The fight to save the dingo is heating up
September 5, 2024 9:56 PM   Subscribe

The fight to save the dingo is heating up. Traditional owner and fourth-generation grazier Joshua Henry was raised to see dingoes as a threat to cattle. Now his views have changed and he's adding his voice to calls to ban the killing of dingoes.

Much of the country remains deeply divided over whether dingoes are native wildlife to be protected or an invasive pest to be controlled.

At the heart of the debate is a dispute over whether the animals in question are, in fact, dingoes – or dingo-dog hybrids.

It was widely believed that dingoes and domestic dogs started breeding after colonisation, creating hybrids later called wild dogs and classed as invasive pests.

Several states have different laws for dingoes and wild dogs.

Dingoes may be protected on public land but wild dogs are not.

Last year a landmark study up-ended long-held assumptions that underpin those laws.

UNSW conservation geneticist Kylie Cairns used cutting edge methods to test the DNA of 307 wild animals from across Australia.

The study was partly funded by The Dingo Foundation.

Nationally, 85 per cent were pure dingoes with little, or no, dog ancestry.

In Victoria, 90 per cent of animals had no dog ancestry at all.

"The genetic evidence suggests that largely dingoes and dogs don't reproduce together," Dr Cairns says.

"It's really brought to the forefront the fact that the animal we're killing with lethal control is a native animal … and we should be managing them as a native animal instead of as an invasive animal."

7.30 can reveal the Australian Capital Territory is working on a new plan to manage dingoes as a native species after a follow-up study of 20 animals from Namadgi National Park showed all were 100 per cent pure dingoes.
posted by chariot pulled by cassowaries (4 comments total) 4 users marked this as a favorite
 
It's fascinating to me that the argument is about native vs invasive, and not (as far as I can see from the article) because of the impact that the invasive species has vs the native species.

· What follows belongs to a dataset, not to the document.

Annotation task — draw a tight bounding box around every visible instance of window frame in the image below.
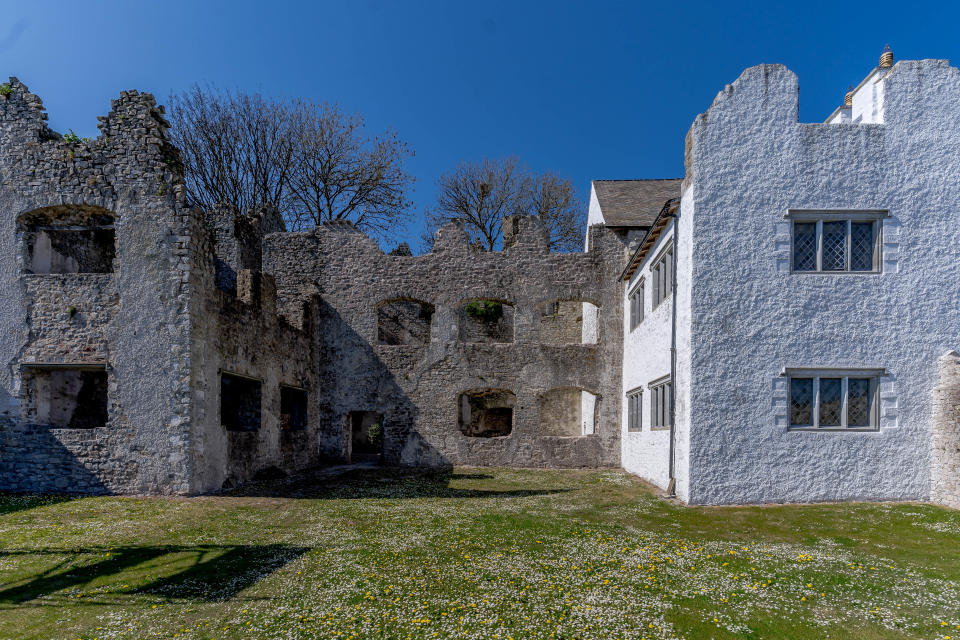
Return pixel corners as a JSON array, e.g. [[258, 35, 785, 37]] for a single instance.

There might be an argument that dogs and dog hybrids behave differently than dingoes? But as far as I can see it's more an ideological position that certain animals have more right to belong, rather than an ecological argument?
posted by Zumbador at 11:17 PM on September 5


In Australia, there is a general understanding that dingoes are a precious native species, that you need to be very careful of encountering in the wild.
posted by chmmr at 3:36 AM on September 6 [1 favorite]


It's fascinating to see science used in this manner, as something that can answer a definite question and the results seem to be accepted despite overturning a long held belief.
posted by Art_Pot at 6:06 AM on September 6


It's a shame they can cross so easily, and the ding-dogs are so prolific. But the time to start to curate the pure strain is now (yesterday!), not to kill animals off willy-nilly. Hooray for having a wide genetic base! Keeping domestic and feral dogs away from known pure packs is a no-brainer.